Going shopping is more fun than that.

Playing with your kids is more fun than that.

Watching TV and all of your favourite shows is more fun than that.

The problem is that time that is spent, is lost, so once you let these things pile up and turn into a tangled, twisted mess that is unrecognizable when you turn 50, you will wish you had spent that hour (OR LESS) each week figuring out your money.

What does it take for you to care about your OWN life and your OWN money?

Someone else to come in and tell you what to do?

Are you an adult or are you a child who needs someone to tell you what to do with your own money?

If you say you’re going to do something and you WANT to do something, you better put your time and your money (literally) where you mouth is, and DO IT.

IT ISN’T THAT HARD, IT ISN’T ROCKET SCIENCE, IT’S BASIC MATH

All you need to know is how to add, subtract, multiply and divide.

  1. Come up with a preliminary budget for each month (Read: An ideal household budget and How to create a budget)
  2. Track your expenses against this budget (and then freak out at how much you’re really spending)
  3. Adjust your budget accordingly to be more realistic
  4. Trim the fat and start saving money
  5. Rejoice in your debt repayment and/or growing savings which makes up your wonderful net worth

That’s. It.

That is really. It.

10 Comments

  • jim

    Hello from across the pond. You’re damn right that taking care of everyone but ourselves is epidemic in America. And I am damn sick and tired of it. (Can we get rid of obama yet?) Dare I say I sense other Americans are starting to wake up and feel the same way? I think they may be. That’ll make for an interesting turn of events in history.

  • Anne @ Unique Gifter

    I feel you missed the point of the Advisor’s advice.

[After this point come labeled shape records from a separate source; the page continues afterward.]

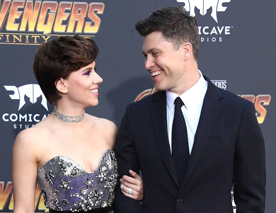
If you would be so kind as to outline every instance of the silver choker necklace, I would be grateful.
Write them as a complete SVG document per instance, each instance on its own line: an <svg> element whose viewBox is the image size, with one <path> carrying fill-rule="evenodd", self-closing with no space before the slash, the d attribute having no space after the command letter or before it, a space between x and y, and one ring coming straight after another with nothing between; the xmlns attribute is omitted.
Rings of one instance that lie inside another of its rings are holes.
<svg viewBox="0 0 276 213"><path fill-rule="evenodd" d="M79 116L71 116L70 115L66 115L63 114L61 112L59 112L57 109L57 107L55 105L55 107L54 107L54 111L53 112L54 113L54 115L55 115L55 117L57 118L61 121L64 121L65 122L74 122L74 123L77 123L81 121L84 117L84 109L83 109L83 113L81 115ZM74 119L73 120L69 119L67 118L69 118Z"/></svg>

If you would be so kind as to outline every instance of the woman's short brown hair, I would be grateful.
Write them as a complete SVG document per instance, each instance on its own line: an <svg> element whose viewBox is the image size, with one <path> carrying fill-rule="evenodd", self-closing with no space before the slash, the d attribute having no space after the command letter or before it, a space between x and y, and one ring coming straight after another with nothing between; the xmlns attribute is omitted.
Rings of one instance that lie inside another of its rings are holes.
<svg viewBox="0 0 276 213"><path fill-rule="evenodd" d="M61 97L55 86L58 80L93 62L98 52L94 41L78 35L61 36L39 45L34 73L50 104Z"/></svg>

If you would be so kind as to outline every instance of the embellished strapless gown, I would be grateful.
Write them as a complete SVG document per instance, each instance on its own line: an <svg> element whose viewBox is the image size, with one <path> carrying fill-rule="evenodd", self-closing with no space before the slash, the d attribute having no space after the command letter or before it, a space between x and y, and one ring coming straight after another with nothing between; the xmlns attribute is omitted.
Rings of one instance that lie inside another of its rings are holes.
<svg viewBox="0 0 276 213"><path fill-rule="evenodd" d="M50 213L114 213L118 176L114 153L107 149L92 172L68 157L55 157L37 170L37 183Z"/></svg>

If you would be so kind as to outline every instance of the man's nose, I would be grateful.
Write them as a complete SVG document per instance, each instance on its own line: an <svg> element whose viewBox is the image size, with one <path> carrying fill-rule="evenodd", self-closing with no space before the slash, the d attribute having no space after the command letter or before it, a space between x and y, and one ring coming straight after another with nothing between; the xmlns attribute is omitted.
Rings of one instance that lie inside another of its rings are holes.
<svg viewBox="0 0 276 213"><path fill-rule="evenodd" d="M154 60L151 57L148 57L145 60L145 67L147 70L149 70L155 65Z"/></svg>

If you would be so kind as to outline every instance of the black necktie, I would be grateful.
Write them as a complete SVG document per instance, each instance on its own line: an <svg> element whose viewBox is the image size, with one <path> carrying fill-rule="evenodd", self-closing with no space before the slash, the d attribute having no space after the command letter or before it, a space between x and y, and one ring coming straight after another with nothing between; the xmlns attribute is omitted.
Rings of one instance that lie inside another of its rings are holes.
<svg viewBox="0 0 276 213"><path fill-rule="evenodd" d="M175 104L172 128L172 156L180 184L190 157L190 152L186 123L181 110L183 103L180 97L175 99Z"/></svg>

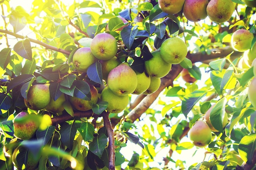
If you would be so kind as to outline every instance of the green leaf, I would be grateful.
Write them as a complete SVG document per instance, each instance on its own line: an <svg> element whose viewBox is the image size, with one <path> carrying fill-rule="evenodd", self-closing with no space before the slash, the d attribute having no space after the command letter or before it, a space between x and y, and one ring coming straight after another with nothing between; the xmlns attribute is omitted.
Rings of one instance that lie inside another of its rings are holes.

She specifically followed what you quoted with the line, “”Instead, do what you can to increase your income, cut your expenses, and start cutting your debt.” Yes, the article closes with “don’t worry” but the bulk of the advisors’ comments make perfect sense and are rational.
    Paying down debt and creating savings are important, the vehicle is less so. On 110K, they ought to be able to discharge the mortgage fairly soon, with some budget tweaking and a prioritization of savings.

    • saverspender @ save. spend. splurge.

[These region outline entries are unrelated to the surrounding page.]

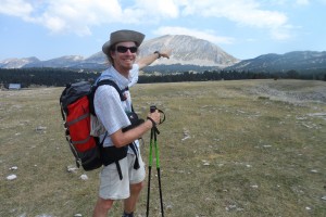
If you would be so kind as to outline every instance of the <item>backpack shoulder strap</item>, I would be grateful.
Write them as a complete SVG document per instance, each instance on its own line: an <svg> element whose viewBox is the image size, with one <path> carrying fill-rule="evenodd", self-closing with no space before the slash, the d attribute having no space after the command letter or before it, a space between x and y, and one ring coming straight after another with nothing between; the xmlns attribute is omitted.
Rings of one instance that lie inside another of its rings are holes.
<svg viewBox="0 0 326 217"><path fill-rule="evenodd" d="M102 85L110 85L112 87L114 87L114 89L117 91L118 95L120 95L120 99L121 101L125 101L126 98L124 95L124 91L120 89L120 87L113 81L113 80L110 80L110 79L103 79L103 80L100 80L96 86L95 86L95 90L93 90L93 93L97 91L98 87L102 86Z"/></svg>
<svg viewBox="0 0 326 217"><path fill-rule="evenodd" d="M120 87L113 81L113 80L110 80L110 79L103 79L103 80L100 80L98 84L93 85L91 88L90 88L90 92L88 94L88 100L89 100L89 110L90 110L90 113L92 115L96 115L95 113L95 107L93 107L93 98L95 98L95 92L97 91L97 89L102 86L102 85L110 85L112 87L114 87L114 89L117 91L118 95L120 95L120 99L121 101L125 101L126 98L124 95L124 91L122 91L120 89Z"/></svg>

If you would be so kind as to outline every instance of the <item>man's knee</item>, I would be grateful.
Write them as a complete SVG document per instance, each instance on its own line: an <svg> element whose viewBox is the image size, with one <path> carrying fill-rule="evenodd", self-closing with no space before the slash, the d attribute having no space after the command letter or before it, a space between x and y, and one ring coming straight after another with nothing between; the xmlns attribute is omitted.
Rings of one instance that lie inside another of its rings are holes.
<svg viewBox="0 0 326 217"><path fill-rule="evenodd" d="M130 187L131 193L139 193L139 192L141 191L142 188L143 188L143 182L134 183L134 184L131 184L131 187Z"/></svg>
<svg viewBox="0 0 326 217"><path fill-rule="evenodd" d="M99 197L98 205L101 207L101 209L109 210L112 207L113 202L114 201L112 200L104 200Z"/></svg>

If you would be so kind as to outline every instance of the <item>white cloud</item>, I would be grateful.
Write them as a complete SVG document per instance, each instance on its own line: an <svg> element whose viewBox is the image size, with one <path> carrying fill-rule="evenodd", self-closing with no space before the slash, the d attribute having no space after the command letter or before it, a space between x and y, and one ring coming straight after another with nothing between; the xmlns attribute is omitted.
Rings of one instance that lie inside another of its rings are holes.
<svg viewBox="0 0 326 217"><path fill-rule="evenodd" d="M277 11L263 10L260 2L258 0L0 0L0 13L21 16L24 21L42 25L52 33L75 33L80 36L90 35L92 26L102 24L158 25L162 21L174 22L178 18L188 18L191 23L191 18L198 16L210 21L226 18L242 27L266 29L276 39L289 37L287 16ZM309 0L296 2L305 4ZM227 42L230 39L216 37L213 40Z"/></svg>
<svg viewBox="0 0 326 217"><path fill-rule="evenodd" d="M24 0L0 0L0 13L27 17L33 12L33 7Z"/></svg>
<svg viewBox="0 0 326 217"><path fill-rule="evenodd" d="M254 0L205 0L188 1L184 5L184 15L203 15L205 17L227 18L240 26L249 26L269 30L272 36L288 37L286 26L288 18L284 13L261 9L259 1ZM279 34L280 34L279 33ZM279 39L280 37L276 37Z"/></svg>
<svg viewBox="0 0 326 217"><path fill-rule="evenodd" d="M215 36L214 31L212 31L212 30L199 30L199 29L193 29L193 28L164 26L164 27L160 27L159 29L156 29L154 31L154 34L158 36L166 35L166 33L168 33L170 35L193 36L196 38L205 39L211 42L218 43L218 44L234 42L234 38Z"/></svg>

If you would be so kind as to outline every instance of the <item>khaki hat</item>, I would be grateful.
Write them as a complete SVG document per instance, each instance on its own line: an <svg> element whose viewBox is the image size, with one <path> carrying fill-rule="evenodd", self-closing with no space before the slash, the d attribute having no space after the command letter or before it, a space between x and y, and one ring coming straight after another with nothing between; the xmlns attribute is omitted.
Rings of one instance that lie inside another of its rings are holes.
<svg viewBox="0 0 326 217"><path fill-rule="evenodd" d="M110 49L112 46L124 41L135 41L139 47L145 38L145 35L135 30L117 30L111 34L110 40L102 46L102 51L106 55L110 55Z"/></svg>

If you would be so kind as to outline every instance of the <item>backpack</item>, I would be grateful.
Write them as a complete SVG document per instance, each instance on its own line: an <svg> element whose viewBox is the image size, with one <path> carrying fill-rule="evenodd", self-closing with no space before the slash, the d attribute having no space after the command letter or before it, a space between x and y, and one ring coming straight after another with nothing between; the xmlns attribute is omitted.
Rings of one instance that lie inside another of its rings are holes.
<svg viewBox="0 0 326 217"><path fill-rule="evenodd" d="M101 85L114 87L121 100L125 100L123 91L114 81L109 79L101 80L95 86L91 86L88 81L70 84L60 97L65 138L75 156L77 167L82 166L86 171L97 169L103 165L101 152L103 152L103 142L108 132L105 132L102 141L99 141L99 137L90 135L91 115L96 116L93 97L97 88ZM123 150L123 155L127 155L126 149ZM108 162L108 159L104 162Z"/></svg>

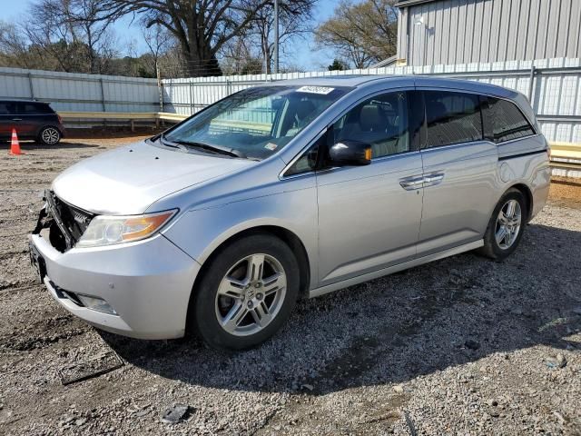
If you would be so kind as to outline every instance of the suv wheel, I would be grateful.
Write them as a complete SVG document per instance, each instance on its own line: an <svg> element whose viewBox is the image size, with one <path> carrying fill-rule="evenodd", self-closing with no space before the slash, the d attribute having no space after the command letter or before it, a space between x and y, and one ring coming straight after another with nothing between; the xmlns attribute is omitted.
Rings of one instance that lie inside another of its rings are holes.
<svg viewBox="0 0 581 436"><path fill-rule="evenodd" d="M233 242L213 256L191 302L189 328L212 348L242 350L272 336L299 293L299 265L268 234Z"/></svg>
<svg viewBox="0 0 581 436"><path fill-rule="evenodd" d="M61 133L56 127L44 127L41 130L38 139L44 145L55 145L61 141Z"/></svg>
<svg viewBox="0 0 581 436"><path fill-rule="evenodd" d="M523 193L514 188L507 191L490 217L480 253L497 261L512 254L523 235L527 213Z"/></svg>

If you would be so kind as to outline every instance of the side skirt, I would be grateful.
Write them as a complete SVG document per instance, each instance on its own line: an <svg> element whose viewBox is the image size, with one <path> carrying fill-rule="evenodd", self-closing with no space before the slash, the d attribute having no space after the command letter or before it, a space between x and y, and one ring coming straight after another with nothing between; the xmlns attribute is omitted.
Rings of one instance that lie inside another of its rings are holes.
<svg viewBox="0 0 581 436"><path fill-rule="evenodd" d="M428 256L419 257L418 259L413 259L411 261L408 261L403 263L399 263L397 265L389 266L381 270L374 271L373 272L368 272L367 274L358 275L357 277L352 277L350 279L343 280L342 282L338 282L336 283L327 284L320 288L311 289L309 292L309 298L314 298L320 295L324 295L325 293L329 293L334 291L338 291L340 289L347 288L348 286L353 286L354 284L362 283L363 282L369 282L369 280L377 279L384 275L399 272L399 271L407 270L409 268L413 268L414 266L421 265L423 263L428 263L428 262L438 261L438 259L444 259L445 257L454 256L456 254L459 254L460 253L469 252L470 250L476 250L477 248L480 248L483 245L484 245L484 240L480 239L473 243L458 245L458 247L448 248L448 250L435 253L433 254L429 254Z"/></svg>

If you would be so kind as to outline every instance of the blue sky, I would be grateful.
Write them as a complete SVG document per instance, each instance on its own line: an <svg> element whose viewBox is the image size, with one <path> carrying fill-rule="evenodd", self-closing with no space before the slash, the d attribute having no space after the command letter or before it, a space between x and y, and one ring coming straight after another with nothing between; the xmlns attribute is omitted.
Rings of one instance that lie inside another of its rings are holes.
<svg viewBox="0 0 581 436"><path fill-rule="evenodd" d="M26 13L26 9L32 3L34 3L34 0L0 0L2 5L2 16L0 19L5 21L22 19L22 15ZM313 15L315 22L321 22L329 18L332 15L336 4L337 2L333 0L319 0L319 5ZM128 18L123 18L115 23L113 30L119 39L119 45L127 47L133 42L137 53L143 53L147 50L147 47L142 41L141 31L137 25L130 25L130 23ZM293 65L307 71L319 70L325 68L326 65L332 62L330 54L315 50L311 36L307 37L305 43L299 42L295 45L297 45L297 48L290 52L286 58L287 62ZM126 53L123 53L123 54L126 54Z"/></svg>

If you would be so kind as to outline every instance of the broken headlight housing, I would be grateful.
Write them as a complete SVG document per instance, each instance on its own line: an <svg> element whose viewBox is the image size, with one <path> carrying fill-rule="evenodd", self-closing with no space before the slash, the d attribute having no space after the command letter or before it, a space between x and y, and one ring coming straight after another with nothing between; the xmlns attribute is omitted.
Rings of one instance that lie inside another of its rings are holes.
<svg viewBox="0 0 581 436"><path fill-rule="evenodd" d="M143 215L95 216L79 239L76 247L99 247L149 238L165 225L177 212L178 210L174 209Z"/></svg>

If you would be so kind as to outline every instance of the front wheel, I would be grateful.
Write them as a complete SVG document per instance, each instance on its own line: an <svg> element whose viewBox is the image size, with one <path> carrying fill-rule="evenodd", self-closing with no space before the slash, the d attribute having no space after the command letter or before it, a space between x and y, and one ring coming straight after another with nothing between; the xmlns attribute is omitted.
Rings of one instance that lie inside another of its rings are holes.
<svg viewBox="0 0 581 436"><path fill-rule="evenodd" d="M44 145L55 145L61 141L61 133L56 127L44 127L41 130L38 140Z"/></svg>
<svg viewBox="0 0 581 436"><path fill-rule="evenodd" d="M210 262L194 290L189 328L218 349L243 350L273 335L299 293L299 266L289 246L257 233L229 244Z"/></svg>
<svg viewBox="0 0 581 436"><path fill-rule="evenodd" d="M527 213L523 193L514 188L507 191L490 217L480 253L497 261L512 254L523 235Z"/></svg>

      True. I think how they decide to tackle their money situation would differ from person to person. I am more of someone who perhaps prioritizes getting rid of loans at higher interest rates than focusing on savings. I just feel like I am losing so much money each time it goes to interest. Must be a throwback from my student debt days.

  • Tammy R

    Well done, Mochimac, as always. You fire me up, and I could not agree more with your assessment of that couple. $110,000 not enough. Give me a break. We are making less than we used to, saving more than we used to, paying down debt, AND having fun. Does it look like fancy cars and purses? Hell no. It looks like walking and talking and laughing.

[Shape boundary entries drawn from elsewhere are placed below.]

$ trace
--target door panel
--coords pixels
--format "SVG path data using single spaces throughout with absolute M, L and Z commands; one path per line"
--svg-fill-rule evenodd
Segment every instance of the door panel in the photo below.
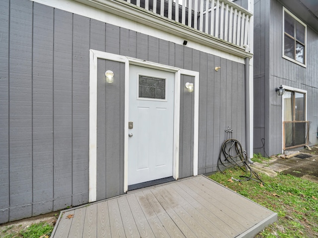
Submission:
M 130 65 L 128 185 L 172 176 L 174 74 Z

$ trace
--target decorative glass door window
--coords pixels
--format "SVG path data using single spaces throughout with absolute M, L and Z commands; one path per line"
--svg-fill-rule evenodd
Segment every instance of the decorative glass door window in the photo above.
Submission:
M 166 79 L 141 75 L 138 80 L 139 99 L 165 100 Z

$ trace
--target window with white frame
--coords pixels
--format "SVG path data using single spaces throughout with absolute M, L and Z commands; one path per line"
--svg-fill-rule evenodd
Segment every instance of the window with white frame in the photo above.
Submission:
M 306 67 L 307 26 L 283 8 L 283 57 Z
M 283 95 L 283 149 L 308 144 L 307 91 L 284 86 Z

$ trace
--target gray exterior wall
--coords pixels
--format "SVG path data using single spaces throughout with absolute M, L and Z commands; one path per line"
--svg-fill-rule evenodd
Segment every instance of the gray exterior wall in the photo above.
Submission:
M 243 64 L 28 0 L 0 1 L 0 223 L 88 202 L 90 49 L 200 72 L 199 174 L 216 171 L 227 126 L 245 147 Z M 125 72 L 120 63 L 98 64 L 99 75 L 111 66 L 119 75 L 98 87 L 102 199 L 123 193 Z M 193 94 L 181 90 L 180 100 L 185 177 L 193 175 Z
M 301 16 L 293 13 L 302 20 Z M 282 19 L 283 5 L 276 0 L 255 1 L 254 153 L 264 154 L 259 147 L 263 146 L 261 140 L 264 138 L 265 150 L 269 156 L 282 153 L 282 101 L 275 91 L 281 84 L 307 91 L 309 143 L 318 143 L 318 33 L 307 25 L 305 68 L 282 58 Z

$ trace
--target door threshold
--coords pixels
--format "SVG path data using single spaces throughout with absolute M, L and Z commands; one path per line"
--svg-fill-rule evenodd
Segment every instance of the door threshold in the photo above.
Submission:
M 160 184 L 167 182 L 171 182 L 174 181 L 175 179 L 172 176 L 170 177 L 164 178 L 159 178 L 159 179 L 153 180 L 152 181 L 148 181 L 147 182 L 141 182 L 140 183 L 136 183 L 136 184 L 132 184 L 128 185 L 128 191 L 132 190 L 139 189 L 144 187 L 153 186 L 154 185 Z

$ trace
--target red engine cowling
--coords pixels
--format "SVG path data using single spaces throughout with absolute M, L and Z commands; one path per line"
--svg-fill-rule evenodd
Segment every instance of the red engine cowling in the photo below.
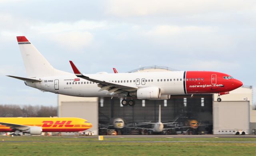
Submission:
M 224 95 L 225 94 L 229 94 L 229 91 L 225 91 L 225 92 L 220 93 L 220 95 Z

    So many people I know have not started to address money issues. I do know one thing: I won’t be eating Meow Mix when I’m 65.

    • saverspender @ save. spend. splurge.

      It’s all a change in perspective, I think. If you can’t see the forest for the trees when it comes to your money, and accept that your life is perfect the way it is, then it’ll never be perfect. Things will always suck.

      Being here in Europe, I am ever more grateful for living in Canada. I’ll post about this more in detail but it breaks my heart seeing how people struggle here now.

  • snarkfinance

    It all has to do with the “Jones’s” and they are totally setting a bad example. Worse roll model than shaved head-era Britney Spears.

  • cj

    Mochimac!!! You don’t sound selfish at all. I agree, you must take care of yourself first out of consideration for others. That is not hard to understand – at all.

    Also, because we took care of our finances, our lives became more, and not less, fun because we are not secretly shitting our pants about our financial future. We can relax, take our time, and make good decisions.

    Living beyond one’s means deserves this type of post, so thanks for firing it up over here.